New York, Pennsylvania and Maryland
I’ve seen the Susquehanna River in three different locations. The Glimmerglass Festival in Cooperstown, NY, where I interned in the summer of 2017, lies on the north end of Otsego Lake, which is the source of the river; a bridge 8 miles south in downtown Cooperstown touts itself as the head of the Susquehanna. As a result, I’ve seen a lot of the lake and the various streams and ponds that feed it in Springfield and the surrounding area, and even driven twice near the Susquehanna from Otsego Lake to Oneonta.
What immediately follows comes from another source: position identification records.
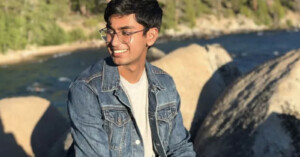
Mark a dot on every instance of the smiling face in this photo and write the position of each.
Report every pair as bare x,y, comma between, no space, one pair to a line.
132,53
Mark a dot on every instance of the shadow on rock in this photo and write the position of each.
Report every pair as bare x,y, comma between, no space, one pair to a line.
47,133
8,144
212,89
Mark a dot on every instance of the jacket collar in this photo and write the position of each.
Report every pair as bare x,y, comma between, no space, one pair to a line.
111,76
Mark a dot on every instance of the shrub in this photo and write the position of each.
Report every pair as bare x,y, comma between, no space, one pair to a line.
76,34
54,35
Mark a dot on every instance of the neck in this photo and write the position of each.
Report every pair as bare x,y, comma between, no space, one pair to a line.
131,73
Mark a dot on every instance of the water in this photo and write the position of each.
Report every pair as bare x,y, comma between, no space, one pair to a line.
49,77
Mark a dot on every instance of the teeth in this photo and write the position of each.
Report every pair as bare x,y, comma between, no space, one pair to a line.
119,51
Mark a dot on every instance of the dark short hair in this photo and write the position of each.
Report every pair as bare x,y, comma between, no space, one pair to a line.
147,12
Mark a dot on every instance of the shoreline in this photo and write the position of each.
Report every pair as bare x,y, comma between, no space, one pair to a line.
19,56
206,28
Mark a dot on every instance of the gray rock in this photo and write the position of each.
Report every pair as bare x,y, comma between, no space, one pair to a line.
258,116
154,54
29,126
200,74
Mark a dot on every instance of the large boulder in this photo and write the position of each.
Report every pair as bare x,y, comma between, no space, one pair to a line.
259,116
200,74
30,126
154,54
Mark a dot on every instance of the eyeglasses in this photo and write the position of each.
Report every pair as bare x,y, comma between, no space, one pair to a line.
108,34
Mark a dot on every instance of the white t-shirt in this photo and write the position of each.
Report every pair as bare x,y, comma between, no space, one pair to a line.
138,97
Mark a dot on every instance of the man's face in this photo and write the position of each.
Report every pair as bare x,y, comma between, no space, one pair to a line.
130,52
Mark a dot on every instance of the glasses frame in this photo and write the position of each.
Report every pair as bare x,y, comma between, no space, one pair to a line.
105,30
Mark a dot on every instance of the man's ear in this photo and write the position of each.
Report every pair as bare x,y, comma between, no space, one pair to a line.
151,36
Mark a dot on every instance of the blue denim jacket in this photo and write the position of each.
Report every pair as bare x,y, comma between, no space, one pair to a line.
102,121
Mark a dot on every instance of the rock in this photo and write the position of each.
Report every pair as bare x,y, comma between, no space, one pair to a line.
31,124
154,54
61,147
200,74
259,116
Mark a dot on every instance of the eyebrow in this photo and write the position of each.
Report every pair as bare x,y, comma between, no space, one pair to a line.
121,28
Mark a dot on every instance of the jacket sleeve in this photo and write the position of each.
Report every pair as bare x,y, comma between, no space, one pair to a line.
179,141
89,137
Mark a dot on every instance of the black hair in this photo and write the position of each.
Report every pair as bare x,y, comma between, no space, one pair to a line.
147,12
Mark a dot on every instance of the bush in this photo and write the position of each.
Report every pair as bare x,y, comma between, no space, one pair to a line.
54,36
169,18
75,35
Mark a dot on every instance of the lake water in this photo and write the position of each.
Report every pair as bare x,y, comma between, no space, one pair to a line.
49,77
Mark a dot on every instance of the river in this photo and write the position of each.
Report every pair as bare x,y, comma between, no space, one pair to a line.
49,77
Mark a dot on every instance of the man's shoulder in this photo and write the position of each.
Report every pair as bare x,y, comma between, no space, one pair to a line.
160,73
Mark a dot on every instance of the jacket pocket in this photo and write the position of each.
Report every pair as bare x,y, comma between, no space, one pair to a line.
165,120
116,121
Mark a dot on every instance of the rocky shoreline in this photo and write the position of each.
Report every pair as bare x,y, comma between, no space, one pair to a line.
232,115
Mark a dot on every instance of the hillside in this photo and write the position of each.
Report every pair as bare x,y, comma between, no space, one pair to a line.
27,24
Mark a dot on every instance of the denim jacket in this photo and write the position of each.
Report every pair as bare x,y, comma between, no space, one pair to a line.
102,123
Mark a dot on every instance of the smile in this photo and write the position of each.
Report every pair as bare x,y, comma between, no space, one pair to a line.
120,51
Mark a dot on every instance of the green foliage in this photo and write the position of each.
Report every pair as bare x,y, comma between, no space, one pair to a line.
26,22
86,7
169,18
277,10
262,13
201,8
76,34
247,12
54,35
189,13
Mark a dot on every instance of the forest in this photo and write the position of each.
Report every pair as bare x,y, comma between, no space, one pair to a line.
26,23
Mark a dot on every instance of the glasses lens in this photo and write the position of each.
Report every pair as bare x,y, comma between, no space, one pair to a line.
103,33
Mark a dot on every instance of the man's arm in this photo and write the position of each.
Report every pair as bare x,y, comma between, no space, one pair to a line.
89,137
179,142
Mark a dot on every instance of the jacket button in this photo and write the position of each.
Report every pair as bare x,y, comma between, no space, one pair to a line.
137,142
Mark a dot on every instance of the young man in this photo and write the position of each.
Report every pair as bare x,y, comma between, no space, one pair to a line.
122,105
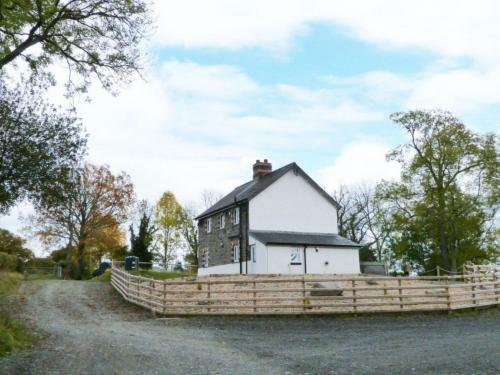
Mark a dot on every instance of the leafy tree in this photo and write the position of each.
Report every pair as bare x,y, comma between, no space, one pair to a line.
84,213
92,37
15,245
39,144
444,209
189,231
169,217
141,244
362,218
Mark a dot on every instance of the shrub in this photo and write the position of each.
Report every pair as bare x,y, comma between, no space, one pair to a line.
8,262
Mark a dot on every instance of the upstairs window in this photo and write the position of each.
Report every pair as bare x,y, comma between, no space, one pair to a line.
295,258
236,253
204,258
236,216
222,221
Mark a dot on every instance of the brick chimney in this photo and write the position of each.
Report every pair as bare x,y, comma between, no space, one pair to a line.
261,168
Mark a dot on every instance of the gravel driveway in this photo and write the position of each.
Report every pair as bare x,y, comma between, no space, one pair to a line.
92,331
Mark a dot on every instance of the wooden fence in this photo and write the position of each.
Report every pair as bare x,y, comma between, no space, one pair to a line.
306,294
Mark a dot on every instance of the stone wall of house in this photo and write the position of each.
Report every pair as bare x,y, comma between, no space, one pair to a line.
220,242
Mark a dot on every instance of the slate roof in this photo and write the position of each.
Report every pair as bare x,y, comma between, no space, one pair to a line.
302,238
252,188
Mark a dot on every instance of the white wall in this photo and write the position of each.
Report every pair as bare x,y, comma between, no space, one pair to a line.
279,260
276,259
292,204
321,260
260,266
340,260
230,268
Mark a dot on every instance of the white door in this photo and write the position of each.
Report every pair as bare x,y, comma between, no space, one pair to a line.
285,260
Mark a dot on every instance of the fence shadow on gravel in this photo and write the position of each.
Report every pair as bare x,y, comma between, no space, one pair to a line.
307,294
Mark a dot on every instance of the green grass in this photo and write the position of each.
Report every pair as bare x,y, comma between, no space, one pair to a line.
105,277
13,334
160,275
9,282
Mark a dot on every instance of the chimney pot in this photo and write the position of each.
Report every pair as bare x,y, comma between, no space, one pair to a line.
261,168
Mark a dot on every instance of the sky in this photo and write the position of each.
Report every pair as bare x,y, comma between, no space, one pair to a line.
229,82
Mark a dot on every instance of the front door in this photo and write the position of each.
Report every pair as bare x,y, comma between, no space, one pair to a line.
296,261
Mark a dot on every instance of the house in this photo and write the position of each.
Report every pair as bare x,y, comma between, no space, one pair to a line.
280,222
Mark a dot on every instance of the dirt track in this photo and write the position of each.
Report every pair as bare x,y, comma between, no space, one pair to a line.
91,330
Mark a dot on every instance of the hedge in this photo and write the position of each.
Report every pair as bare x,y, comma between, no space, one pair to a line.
8,262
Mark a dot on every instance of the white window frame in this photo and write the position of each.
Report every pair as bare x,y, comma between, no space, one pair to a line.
204,258
236,216
236,253
298,259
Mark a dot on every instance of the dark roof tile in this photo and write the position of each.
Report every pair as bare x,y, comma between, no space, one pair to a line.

My second connection to it came when I toured Bucknell University in Lewisburg, PA (a school I ultimately did not apply to), which lies on the west side of the river’s west branch. Admittedly it’s unconnected to the main source at Otsego Lake, although to get there we also had to drive over the main branch that runs back to Cooperstown. The river is larger here, more significant,
Finally having once taken the road trip from Massachusetts to DC I’ve travelled over it on I-95 in Maryland. The river is very wide at this point as only a couple miles from the interstate bridge it drains into Chesapeake Bay going south to the Atlantic Ocean. There’s something spectacular about being able to see a river at three different points hundreds of miles away from each other. It makes me think about how small things can grow into big things, and how the power of water transcends boundaries and distances.